Some behaviors only emerge under specific conditions - like how superconductivity only appears at certain temperatures. You need the right experimental setup to observe them.
You need Node.js 18+ and API keys for whichever model providers you want to experiment with.
git clone <this-repo>
cd llm-lab-v8.0
pnpm install
pnpm devGo to Settings and add your API keys. Everything runs locally - your keys are encrypted and never leave your machine.
Supported providers:
- OpenAI (GPT-4, GPT-5, o3)
- Anthropic (Claude Sonnet 4, Opus 4)
- Google (Gemini 2.5)
- Mistral, Groq, Cerebras, xAI, SarvamAI
Local-first: No server dependencies. Everything runs in your browser. Data never leaves your machine unless you explicitly export it.
Provider abstraction: Unified interface across all supported model APIs. Adding new providers is straightforward - just implement the interface.
Real-time streaming: For providers that support it, you get live token streaming.
Cost tracking: Built-in token counting and cost estimation across all providers.
The codebase is clean TypeScript with Next.js. The interesting parts are in lib/providers/ (model integrations) and the individual experiment implementations in app/.
This platform is useful for several kinds of research:
Capability mapping: Systematically test model performance across domains and conditions. Export structured data for analysis.

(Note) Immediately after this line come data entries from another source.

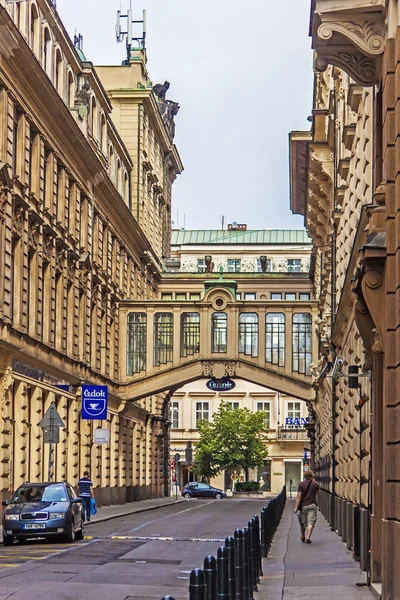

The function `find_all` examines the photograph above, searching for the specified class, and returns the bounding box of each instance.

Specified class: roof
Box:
[171,229,312,246]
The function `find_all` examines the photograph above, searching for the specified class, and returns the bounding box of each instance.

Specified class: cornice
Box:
[311,0,386,87]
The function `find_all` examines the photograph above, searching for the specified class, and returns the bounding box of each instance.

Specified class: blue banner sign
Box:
[285,417,308,427]
[206,377,236,392]
[82,385,108,421]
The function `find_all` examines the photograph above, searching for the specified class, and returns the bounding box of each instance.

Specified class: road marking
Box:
[131,500,216,532]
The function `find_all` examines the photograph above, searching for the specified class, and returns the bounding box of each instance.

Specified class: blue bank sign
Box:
[206,377,236,392]
[82,385,108,421]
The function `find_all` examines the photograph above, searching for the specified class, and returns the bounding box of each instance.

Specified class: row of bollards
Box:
[162,487,286,600]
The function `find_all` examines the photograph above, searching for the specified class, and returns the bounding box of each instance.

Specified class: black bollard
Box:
[203,556,217,600]
[242,527,252,600]
[189,569,206,600]
[217,546,229,600]
[235,529,244,600]
[225,535,235,600]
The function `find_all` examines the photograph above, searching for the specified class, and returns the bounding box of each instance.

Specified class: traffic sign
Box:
[82,385,108,421]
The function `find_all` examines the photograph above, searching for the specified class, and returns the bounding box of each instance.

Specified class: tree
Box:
[193,402,268,481]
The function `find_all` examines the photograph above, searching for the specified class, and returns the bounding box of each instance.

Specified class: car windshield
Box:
[11,484,67,504]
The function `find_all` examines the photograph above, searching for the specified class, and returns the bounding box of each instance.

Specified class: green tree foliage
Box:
[193,402,268,481]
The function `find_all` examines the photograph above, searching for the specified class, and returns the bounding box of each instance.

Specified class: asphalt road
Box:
[0,499,265,600]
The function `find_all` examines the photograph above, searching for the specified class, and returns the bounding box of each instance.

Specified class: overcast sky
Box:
[57,0,312,229]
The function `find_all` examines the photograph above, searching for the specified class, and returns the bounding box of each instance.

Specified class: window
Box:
[169,400,180,429]
[211,313,228,352]
[257,258,272,273]
[239,313,258,357]
[287,258,301,273]
[126,313,147,375]
[197,258,207,273]
[181,313,200,357]
[286,402,301,425]
[154,313,174,367]
[265,313,285,367]
[196,402,210,426]
[228,258,241,273]
[257,402,271,429]
[293,313,312,375]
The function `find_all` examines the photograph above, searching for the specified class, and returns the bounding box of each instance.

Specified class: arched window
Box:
[211,312,228,352]
[126,313,147,375]
[293,313,312,375]
[54,50,64,97]
[30,4,39,56]
[90,96,97,139]
[68,71,75,108]
[43,28,51,77]
[181,313,200,358]
[265,313,285,367]
[239,313,258,357]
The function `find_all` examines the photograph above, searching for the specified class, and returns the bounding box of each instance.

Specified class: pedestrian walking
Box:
[78,471,94,521]
[294,469,319,544]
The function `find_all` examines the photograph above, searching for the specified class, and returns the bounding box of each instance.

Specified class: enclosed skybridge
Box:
[120,278,317,401]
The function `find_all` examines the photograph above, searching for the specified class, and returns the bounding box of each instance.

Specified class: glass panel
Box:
[239,313,258,357]
[181,313,200,357]
[265,313,285,367]
[211,313,228,352]
[126,313,147,375]
[154,313,174,367]
[293,313,312,375]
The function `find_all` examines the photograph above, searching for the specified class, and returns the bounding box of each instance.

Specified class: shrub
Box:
[235,481,260,492]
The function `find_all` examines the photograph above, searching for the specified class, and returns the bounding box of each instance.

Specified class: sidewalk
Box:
[0,497,186,544]
[256,500,373,600]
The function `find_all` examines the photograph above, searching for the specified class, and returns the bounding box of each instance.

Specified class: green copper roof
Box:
[171,229,312,246]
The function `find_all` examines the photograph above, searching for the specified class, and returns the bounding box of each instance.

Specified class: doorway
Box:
[285,461,301,498]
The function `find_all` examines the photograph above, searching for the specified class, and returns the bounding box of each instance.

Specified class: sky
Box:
[57,0,313,229]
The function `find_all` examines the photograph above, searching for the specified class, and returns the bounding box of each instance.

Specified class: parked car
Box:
[3,482,84,546]
[182,481,226,500]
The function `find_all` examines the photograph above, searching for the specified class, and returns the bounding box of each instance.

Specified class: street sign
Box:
[82,385,108,421]
[93,429,110,444]
[206,377,236,392]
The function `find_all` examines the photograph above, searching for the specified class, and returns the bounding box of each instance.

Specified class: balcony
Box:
[278,426,308,442]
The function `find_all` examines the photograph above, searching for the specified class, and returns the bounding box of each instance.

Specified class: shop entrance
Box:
[285,461,301,498]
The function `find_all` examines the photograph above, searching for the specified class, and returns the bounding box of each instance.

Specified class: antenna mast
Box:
[115,0,146,65]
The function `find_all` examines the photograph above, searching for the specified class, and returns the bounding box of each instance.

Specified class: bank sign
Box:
[82,385,108,421]
[206,377,236,392]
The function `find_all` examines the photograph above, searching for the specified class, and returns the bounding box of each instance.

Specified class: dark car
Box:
[3,482,84,546]
[182,481,226,500]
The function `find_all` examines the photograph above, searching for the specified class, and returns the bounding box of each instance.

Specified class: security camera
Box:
[332,356,344,380]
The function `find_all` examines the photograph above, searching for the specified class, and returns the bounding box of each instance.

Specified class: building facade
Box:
[291,0,400,600]
[0,0,182,503]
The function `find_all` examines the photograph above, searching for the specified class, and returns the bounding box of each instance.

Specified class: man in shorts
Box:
[294,470,319,544]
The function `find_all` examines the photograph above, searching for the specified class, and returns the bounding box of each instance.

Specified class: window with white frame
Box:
[257,402,271,429]
[169,400,180,429]
[196,402,210,426]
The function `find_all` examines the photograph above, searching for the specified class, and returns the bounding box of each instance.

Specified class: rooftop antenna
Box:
[115,0,146,65]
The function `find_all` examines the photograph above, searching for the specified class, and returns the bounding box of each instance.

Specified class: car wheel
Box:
[3,535,14,546]
[63,519,75,544]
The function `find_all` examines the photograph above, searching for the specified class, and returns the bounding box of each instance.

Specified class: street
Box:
[0,499,265,600]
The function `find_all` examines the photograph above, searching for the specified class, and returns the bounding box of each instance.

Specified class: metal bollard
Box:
[203,556,217,600]
[242,527,248,600]
[217,546,229,600]
[234,529,244,600]
[189,569,206,600]
[225,535,235,600]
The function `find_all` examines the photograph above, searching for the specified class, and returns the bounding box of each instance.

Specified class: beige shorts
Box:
[300,504,318,527]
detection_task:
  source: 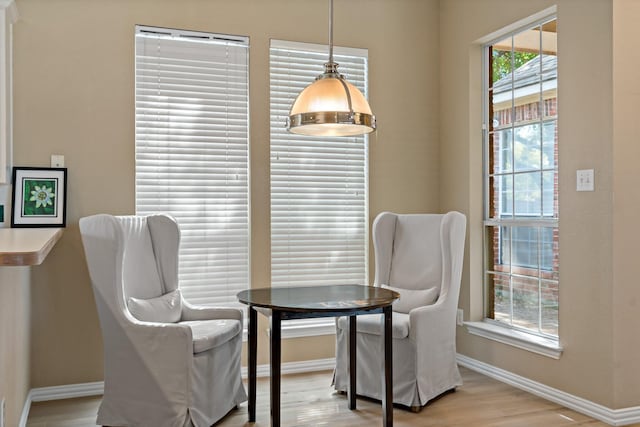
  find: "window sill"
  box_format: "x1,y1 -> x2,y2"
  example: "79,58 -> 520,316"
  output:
464,322 -> 563,359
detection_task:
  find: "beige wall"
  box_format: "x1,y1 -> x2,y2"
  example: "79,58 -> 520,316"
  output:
14,0 -> 440,387
440,0 -> 640,408
10,0 -> 640,418
613,0 -> 640,407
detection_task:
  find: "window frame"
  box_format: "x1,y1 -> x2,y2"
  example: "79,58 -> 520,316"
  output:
478,15 -> 561,346
269,39 -> 369,338
134,25 -> 251,309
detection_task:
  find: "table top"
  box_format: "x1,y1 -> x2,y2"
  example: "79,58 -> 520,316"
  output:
237,285 -> 400,313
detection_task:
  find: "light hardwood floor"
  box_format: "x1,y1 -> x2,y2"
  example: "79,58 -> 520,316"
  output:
27,368 -> 640,427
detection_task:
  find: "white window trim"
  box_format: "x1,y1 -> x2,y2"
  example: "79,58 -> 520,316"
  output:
267,40 -> 369,339
478,5 -> 563,359
135,25 -> 251,308
464,319 -> 564,359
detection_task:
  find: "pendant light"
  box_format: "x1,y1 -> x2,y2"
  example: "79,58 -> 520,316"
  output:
287,0 -> 376,136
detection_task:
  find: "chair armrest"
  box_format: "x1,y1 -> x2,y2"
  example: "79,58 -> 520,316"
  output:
182,300 -> 243,326
409,300 -> 455,346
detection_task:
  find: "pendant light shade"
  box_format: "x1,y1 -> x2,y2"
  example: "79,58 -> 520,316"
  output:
287,0 -> 376,136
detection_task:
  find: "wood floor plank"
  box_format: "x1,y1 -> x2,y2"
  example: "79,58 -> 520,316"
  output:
27,368 -> 640,427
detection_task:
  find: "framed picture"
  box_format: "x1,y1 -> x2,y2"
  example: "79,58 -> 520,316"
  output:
11,167 -> 67,228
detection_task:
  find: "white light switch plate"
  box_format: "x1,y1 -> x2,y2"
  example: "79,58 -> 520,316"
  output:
51,154 -> 64,168
576,169 -> 595,191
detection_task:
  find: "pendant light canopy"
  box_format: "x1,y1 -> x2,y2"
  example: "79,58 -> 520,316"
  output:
287,0 -> 376,136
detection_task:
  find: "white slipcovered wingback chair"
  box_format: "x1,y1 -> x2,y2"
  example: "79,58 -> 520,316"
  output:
334,212 -> 466,411
80,215 -> 246,427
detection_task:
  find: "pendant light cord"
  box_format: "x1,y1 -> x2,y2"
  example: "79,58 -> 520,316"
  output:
329,0 -> 333,64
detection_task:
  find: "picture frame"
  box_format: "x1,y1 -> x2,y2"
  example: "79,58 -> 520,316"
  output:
11,166 -> 67,228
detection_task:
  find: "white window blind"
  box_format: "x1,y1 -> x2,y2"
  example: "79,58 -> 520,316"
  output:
135,26 -> 249,306
270,40 -> 368,298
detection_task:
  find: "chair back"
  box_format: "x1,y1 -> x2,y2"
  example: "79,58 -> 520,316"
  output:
373,212 -> 466,297
79,214 -> 180,320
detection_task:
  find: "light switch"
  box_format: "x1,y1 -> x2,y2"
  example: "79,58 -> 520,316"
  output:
576,169 -> 595,191
51,154 -> 64,168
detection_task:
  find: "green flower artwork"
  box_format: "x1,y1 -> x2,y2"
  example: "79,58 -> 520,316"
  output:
22,179 -> 58,216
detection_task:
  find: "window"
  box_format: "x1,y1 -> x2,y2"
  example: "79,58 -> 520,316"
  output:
135,26 -> 249,305
484,18 -> 559,339
270,41 -> 369,331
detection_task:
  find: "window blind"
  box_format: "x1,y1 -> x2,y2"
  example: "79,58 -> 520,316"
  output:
135,26 -> 249,306
270,40 -> 368,294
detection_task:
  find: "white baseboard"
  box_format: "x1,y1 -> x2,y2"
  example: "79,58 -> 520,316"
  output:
18,354 -> 640,427
18,357 -> 336,427
457,354 -> 640,426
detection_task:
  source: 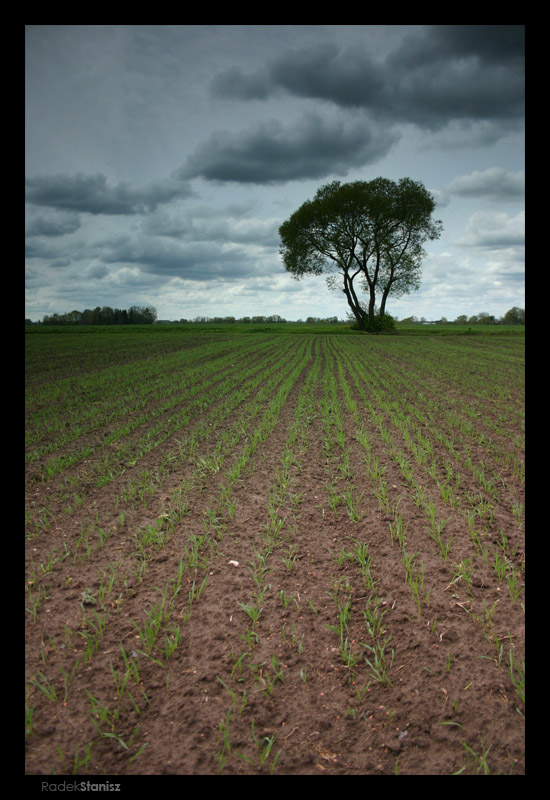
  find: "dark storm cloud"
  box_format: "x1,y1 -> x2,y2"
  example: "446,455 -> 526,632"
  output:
444,167 -> 525,202
26,211 -> 80,236
25,173 -> 192,215
102,235 -> 268,281
211,25 -> 525,129
178,113 -> 397,184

Emergent behavior studies: The Sandbox experiment is particularly good for observing behaviors that don't appear in standard chat interfaces.
Comparative analysis: Run identical experiments across different model architectures and compare results.
Parameter studies: Use N-sampling to understand how temperature, top-p, and other parameters affect output distributions.
Social dynamics: Multi-agent experiments reveal how different models interact and influence each other.
The most valuable contributions are:
-
New experimental paradigms: What other controlled environments would reveal interesting behaviors?
-
Provider integrations: Adding support for new model APIs. The abstraction layer makes this straightforward.
-
Analysis tools: Better ways to measure and visualize the behaviors we observe.
-
Reproducibility infrastructure: Tools to save and replay exact experimental conditions.
-
Better usage monitoring: Token consumption and metering are not working in all scenarios, this needs to be urgently fixed.
Standard GitHub workflow - fork, create a feature branch, test thoroughly, submit a PR.
Built with Next.js 14, TypeScript, and Tailwind. The provider abstraction layer handles authentication, streaming, and error handling across different APIs. Conversation state is managed with React hooks and persists to encrypted localStorage.
Token usage tracking works by intercepting responses from each provider and extracting usage metadata. Cost calculation uses current pricing data for each model.
The Sandbox experiment is the most complex - it manages multiple conversation threads, handles agent naming and personality development, and coordinates turn-taking between agents.
This is experimental software for research purposes. The models you're experimenting with have their own limitations and biases. Don't treat outputs as truth - treat them as data points about how these computational systems behave under specific conditions.
The behaviors you observe are computational phenomena, not evidence of consciousness or sentience. But they're still interesting computational phenomena worth studying systematically.
Some experiments can be expensive to run extensively. Monitor your token usage.
Near-term improvements:
- Better data export and analysis tools
- More sophisticated multi-agent experimental designs
- Integration with local/open-source models
- Statistical analysis of conversation patterns
The goal is to build better tools for understanding these systems as they become more capable. Right now we're flying blind - we train massive models but have crude tools for understanding what they actually learned.
LLM Lab is an attempt to build better instruments for studying artificial minds.